The gas-rich shale inspired the governors of Pennsylvania, Ohio and West Virginia to collaborate on creating conditions attractive to petrochemical companies that rely on natural gas byproducts as feedstock. And last year, Shell broke ground on an ethane cracker complex on a site in Monaca, Beaver County, where a zinc smelter had operated. Preparing the site and the construction of the plant is expected to create thousands of jobs that will give way to 600 longterm jobs in counties where such jobs are needed.
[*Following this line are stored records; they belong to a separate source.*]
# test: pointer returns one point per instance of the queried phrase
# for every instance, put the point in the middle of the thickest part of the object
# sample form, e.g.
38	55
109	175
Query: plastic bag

A cracker takes ethane produced during natural gas extraction and breaks apart the molecules to make ethylene used in plastics manufacturing.
Such a plant could significantly alter the local air pollution mix, a University of Pittsburgh study suggests. To assess the risk, researchers compared air quality data from a cracker plant operating in Louisiana to air data from the zinc smelter which the Monaca cracker replaces. They found the Monaca cracker would likely emit lower levels of heavy metals, including lead, than were released from the zinc smelter, as well as lower levels of criteria pollutants such as PM2.5. But they warned that the new plant could also lead to greater releases of known carcinogens, such as formaldehyde and acetaldehyde, and higher cancer risk in nearby communities.
Forecasting what the future holds also is complicated by uncertainty surrounding the federal regulatory climate under the administration of President Donald Trump. Federal rules can greatly affect local air quality as demonstrated by the improvement in the region’s air under Clean Air Act regulations in recent decades.
What is clear is that the tension between environmental and economic concerns will continue to influence air quality in southwestern Pennsylvania as it has for more than a century.